Poly(trimethylene carbonate)-based membranes for biomimetic lung epithelial-endothelial models
Due to the COVID-19 crisis the PhD defence of Thijs Pasman will take place (partly) online.
The PhD defence can be followed by a live stream.
Thijs Pasman is a PhD student in the research group Biomaterials Science and Technology (BST). His supervisors are prof.dr. D.W. Grijpma and prof.dr. D. Stamatialis from the Faculty of Science & Technology (S&T).
Lung diseases are one of the most common causes of death. Moreover, there is a rise of lung-associated viruses such as SARS-CoV-2, which has caused the Covid-19 pandemic. Because of this, there is an unprecedented relevance of and need for lung models that generate reliable data of potential drugs and treatments for lung diseases. As a result, lungs-on-chips (LOCs) have been developed. LOCs are small devices that attempt to mimic lung function more closely than traditional models by implementing more physiological features, e.g. microfluidics and mechanical stimulation of cells to mimic breathing. Most LOCs comprise two compartments, i.e. a ‘lung compartment’ and ‘blood vessel compartment’, separated by a porous membrane. Usually, lung epithelial cells and endothelial cells are cultured on opposite sides of those membranes in the lung and blood vessel compartments, respectively.
Although LOCs are designed to mimic lung tissue, the properties of the porous membranes are often overlooked, while these properties are known to influence cell behaviour. For example, many membranes are made from materials with a high stiffness that does not reflect the much lower stiffness of the lungs. Moreover, the high stiffness of the membranes prevents any opportunity to stretch the membranes. Thus, cells on these kinds of membranes cannot be cyclically stretched to mimic breathing.
In this thesis, we used poly(trimethylene carbonate) (PTMC), a cytocompatible flexible polymer, to develop porous and form-stable PTMC membranes. The membranes were fabricated using temperature-induced, liquid-induced and evaporation-induced phase separation (i.e. TIPS, LIPS and EIPS, respectively) together with photo-crosslinking using UV-light.
Phase separation techniques generally involve providing a certain stimulus or environment to a cast polymer solution, which then separates into multiple phases, usually a polymer and a non-solvent phase. In all cases, extraction of the non-solvent after phase separation leaves a porous polymer membrane with pores where pockets of non-solvent resided before extraction.
Photo-crosslinking is a method to improve the structural integrity of the membranes, preventing the collapse of pores over time, thus better preserving the morphology of the membranes.
Different parameters were changed to influence membrane properties. For TIPS, we focused on lowering the temperature during crosslinking, which influenced homogeneity of membranes, pore properties and water permeance. With LIPS, we looked at the effects of pore formers and crosslinking on membrane properties. The pore former significantly influenced pore properties, water permeance and other membrane properties. We used different approaches to combine LIPS with photo-crosslinking, which has not been done before. We could develop porous, form-stable, and permeable membranes with both TIPS and LIPS. However, both methods need further optimisation to fully utilise their potential.
Using EIPS, we investigated the effects of the molecular weight of PTMC, the non-solvent type and concentration, and the temperature and humidity during EIPS. We optimised these parameters to develop membranes with relevant properties for cell culture. We then changed the non-solvent concentration to tailor the membrane porosity and permeability.
The different membranes were characterised, including their morphology, gel content and water permeance.

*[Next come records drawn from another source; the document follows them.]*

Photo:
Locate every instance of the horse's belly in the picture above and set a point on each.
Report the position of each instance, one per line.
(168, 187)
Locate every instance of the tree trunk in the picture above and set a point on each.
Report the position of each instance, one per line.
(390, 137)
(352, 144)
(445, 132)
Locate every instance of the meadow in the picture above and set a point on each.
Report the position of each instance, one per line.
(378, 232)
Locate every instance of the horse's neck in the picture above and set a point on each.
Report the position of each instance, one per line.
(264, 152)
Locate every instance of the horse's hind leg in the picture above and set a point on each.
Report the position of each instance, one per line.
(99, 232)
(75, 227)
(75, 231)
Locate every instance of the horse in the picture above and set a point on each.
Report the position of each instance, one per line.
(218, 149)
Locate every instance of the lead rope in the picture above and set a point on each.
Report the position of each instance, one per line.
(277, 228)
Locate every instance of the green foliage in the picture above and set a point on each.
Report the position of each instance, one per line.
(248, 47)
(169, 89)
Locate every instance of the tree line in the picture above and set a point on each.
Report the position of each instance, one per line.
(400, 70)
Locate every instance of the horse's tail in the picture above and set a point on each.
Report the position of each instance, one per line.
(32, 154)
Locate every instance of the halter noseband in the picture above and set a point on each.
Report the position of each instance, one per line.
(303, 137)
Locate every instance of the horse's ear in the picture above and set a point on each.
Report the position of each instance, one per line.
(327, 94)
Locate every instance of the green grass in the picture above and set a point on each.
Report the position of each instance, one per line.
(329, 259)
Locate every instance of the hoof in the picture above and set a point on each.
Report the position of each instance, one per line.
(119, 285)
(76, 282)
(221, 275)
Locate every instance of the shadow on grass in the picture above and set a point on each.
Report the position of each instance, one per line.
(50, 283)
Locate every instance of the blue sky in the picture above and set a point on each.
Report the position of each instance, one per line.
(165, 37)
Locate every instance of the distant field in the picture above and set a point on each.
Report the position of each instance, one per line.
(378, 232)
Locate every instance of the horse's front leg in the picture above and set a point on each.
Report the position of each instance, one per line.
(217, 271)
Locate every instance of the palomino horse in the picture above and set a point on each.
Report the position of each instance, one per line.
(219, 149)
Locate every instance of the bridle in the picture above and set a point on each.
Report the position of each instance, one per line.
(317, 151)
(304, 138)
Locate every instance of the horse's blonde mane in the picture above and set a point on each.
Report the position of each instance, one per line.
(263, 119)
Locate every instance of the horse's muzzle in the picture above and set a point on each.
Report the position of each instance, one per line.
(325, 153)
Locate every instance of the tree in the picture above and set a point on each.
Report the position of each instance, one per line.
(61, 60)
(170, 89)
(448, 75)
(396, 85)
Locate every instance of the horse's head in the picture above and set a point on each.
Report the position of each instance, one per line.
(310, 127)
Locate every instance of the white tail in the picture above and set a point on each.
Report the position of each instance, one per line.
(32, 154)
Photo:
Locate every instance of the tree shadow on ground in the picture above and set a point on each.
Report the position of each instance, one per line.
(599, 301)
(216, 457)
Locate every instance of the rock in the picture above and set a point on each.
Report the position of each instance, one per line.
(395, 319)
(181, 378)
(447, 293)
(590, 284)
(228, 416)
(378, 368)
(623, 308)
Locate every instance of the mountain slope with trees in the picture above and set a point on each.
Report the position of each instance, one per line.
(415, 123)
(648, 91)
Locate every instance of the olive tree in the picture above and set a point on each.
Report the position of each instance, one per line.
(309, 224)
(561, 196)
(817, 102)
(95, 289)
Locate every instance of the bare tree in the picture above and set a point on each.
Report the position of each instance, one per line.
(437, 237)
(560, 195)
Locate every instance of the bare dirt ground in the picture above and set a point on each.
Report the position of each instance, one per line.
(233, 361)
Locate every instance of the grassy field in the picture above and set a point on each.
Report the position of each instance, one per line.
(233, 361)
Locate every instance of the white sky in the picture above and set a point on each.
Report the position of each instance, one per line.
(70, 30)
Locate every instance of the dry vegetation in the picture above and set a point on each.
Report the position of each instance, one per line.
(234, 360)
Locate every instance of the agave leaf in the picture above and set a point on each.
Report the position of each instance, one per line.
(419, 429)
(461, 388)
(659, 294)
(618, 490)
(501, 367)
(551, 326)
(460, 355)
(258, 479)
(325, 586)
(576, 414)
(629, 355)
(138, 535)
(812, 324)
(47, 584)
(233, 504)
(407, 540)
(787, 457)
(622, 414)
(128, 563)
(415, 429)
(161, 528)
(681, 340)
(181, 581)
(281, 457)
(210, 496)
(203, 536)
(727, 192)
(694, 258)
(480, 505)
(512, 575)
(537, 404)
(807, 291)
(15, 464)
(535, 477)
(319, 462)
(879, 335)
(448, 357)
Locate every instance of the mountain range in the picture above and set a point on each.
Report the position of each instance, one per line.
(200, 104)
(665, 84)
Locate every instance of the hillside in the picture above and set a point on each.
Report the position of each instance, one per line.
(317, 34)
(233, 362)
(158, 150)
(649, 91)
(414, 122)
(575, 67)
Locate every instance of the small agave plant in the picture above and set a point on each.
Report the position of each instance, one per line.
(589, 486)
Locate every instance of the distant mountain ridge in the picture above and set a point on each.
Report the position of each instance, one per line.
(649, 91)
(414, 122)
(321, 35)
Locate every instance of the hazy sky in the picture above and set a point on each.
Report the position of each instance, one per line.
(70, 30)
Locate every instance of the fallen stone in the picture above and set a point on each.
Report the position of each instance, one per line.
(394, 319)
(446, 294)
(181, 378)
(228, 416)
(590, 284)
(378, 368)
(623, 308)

Since the EIPS-based membranes showed the most potential, we developed a lung epithelial-endothelial model of Calu-3 lung epithelial cells and human lung microvascular endothelial cells (LMVECs) on the EIPS-based membranes. The model was characterised through Zona Occludens-1 (ZO-1)/CD31 and live/dead staining, as well as electrical resistance and FITC-dextran permeability assays. In addition, stainings for epithelial- and endothelial-to-mesenchymal transitions (EMT and EndoMT, respectively) were also performed. The Calu-3 cells and LMVECs were ZO-1- and CD31-positive, respectively, and the model showed good viability and a barrier function. Moreover, overall, co-cultures performed better than mono-cultures.

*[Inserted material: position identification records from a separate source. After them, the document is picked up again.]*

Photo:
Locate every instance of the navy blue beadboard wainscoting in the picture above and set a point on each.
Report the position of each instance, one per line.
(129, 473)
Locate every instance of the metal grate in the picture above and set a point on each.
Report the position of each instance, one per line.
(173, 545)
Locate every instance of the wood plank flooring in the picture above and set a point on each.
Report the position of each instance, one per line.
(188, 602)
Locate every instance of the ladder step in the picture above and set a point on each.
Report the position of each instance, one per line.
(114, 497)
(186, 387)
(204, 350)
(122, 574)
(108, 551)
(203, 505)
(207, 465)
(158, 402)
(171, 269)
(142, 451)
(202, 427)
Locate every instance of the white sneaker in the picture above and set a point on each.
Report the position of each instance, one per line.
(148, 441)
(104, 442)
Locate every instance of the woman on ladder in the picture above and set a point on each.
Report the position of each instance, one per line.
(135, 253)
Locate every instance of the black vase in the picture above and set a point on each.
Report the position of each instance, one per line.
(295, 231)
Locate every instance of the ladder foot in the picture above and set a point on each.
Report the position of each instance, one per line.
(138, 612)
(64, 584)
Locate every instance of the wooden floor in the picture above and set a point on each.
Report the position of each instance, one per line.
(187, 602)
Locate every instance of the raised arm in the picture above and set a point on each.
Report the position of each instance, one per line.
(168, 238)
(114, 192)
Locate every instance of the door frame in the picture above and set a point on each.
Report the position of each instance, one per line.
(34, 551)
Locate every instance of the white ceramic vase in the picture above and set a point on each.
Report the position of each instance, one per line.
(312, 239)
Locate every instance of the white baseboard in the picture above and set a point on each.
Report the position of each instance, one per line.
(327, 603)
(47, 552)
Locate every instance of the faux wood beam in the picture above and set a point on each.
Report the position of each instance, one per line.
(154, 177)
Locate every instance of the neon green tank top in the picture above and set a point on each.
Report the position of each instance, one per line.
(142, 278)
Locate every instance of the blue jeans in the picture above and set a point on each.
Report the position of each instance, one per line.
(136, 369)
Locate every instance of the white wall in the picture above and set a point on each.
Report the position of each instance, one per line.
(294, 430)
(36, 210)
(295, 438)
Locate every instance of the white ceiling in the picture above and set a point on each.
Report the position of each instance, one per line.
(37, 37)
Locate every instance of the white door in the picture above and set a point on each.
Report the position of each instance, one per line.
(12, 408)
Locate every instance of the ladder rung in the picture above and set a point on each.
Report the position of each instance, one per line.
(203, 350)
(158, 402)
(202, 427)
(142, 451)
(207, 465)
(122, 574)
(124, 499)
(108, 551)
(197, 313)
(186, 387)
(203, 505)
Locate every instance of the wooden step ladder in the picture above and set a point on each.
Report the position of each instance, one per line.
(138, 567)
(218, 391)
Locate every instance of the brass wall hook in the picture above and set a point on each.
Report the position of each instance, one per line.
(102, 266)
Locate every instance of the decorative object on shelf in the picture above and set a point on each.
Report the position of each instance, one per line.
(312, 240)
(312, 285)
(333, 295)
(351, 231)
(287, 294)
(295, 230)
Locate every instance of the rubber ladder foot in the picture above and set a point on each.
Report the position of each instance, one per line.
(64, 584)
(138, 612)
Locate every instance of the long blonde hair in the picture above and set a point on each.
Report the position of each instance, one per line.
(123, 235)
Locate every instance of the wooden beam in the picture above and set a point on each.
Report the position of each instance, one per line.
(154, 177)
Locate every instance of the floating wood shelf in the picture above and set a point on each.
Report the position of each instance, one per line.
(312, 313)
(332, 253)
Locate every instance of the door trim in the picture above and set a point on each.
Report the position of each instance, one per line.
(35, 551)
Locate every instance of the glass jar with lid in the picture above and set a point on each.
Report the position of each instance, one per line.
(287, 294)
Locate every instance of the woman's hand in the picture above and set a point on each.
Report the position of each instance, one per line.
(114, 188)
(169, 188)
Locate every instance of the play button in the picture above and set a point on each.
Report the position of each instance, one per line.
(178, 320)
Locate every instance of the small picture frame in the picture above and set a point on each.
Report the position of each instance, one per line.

We also combined EIPS with micromoulding to produce membranes with alveoli-like microwells. We developed a similar lung epithelial-endothelial model of Calu-3 cells and LMVECs on these microstructured EIPS-based membranes. This model was characterised using similar stainings and assays as used for the model on flat membranes. The cells displayed similar results in terms of the stainings as those on flat membranes, and the model showed a barrier function. Lastly, the co-culture model on the microstructured membranes was integrated into a commercial organ-on-chip platform, and ZO-1/CD31 and live/dead stainings were performed on this model.
The presented novel fabrication methods and PTMC membranes enable further investigation into the effects of membrane properties such as microstructures and cyclic stretch of the membranes on cells. Moreover, it could lead to the use and development of more biomimetic membranes for LOCs and in vitro lung models in general, stimulating the advancement of these models.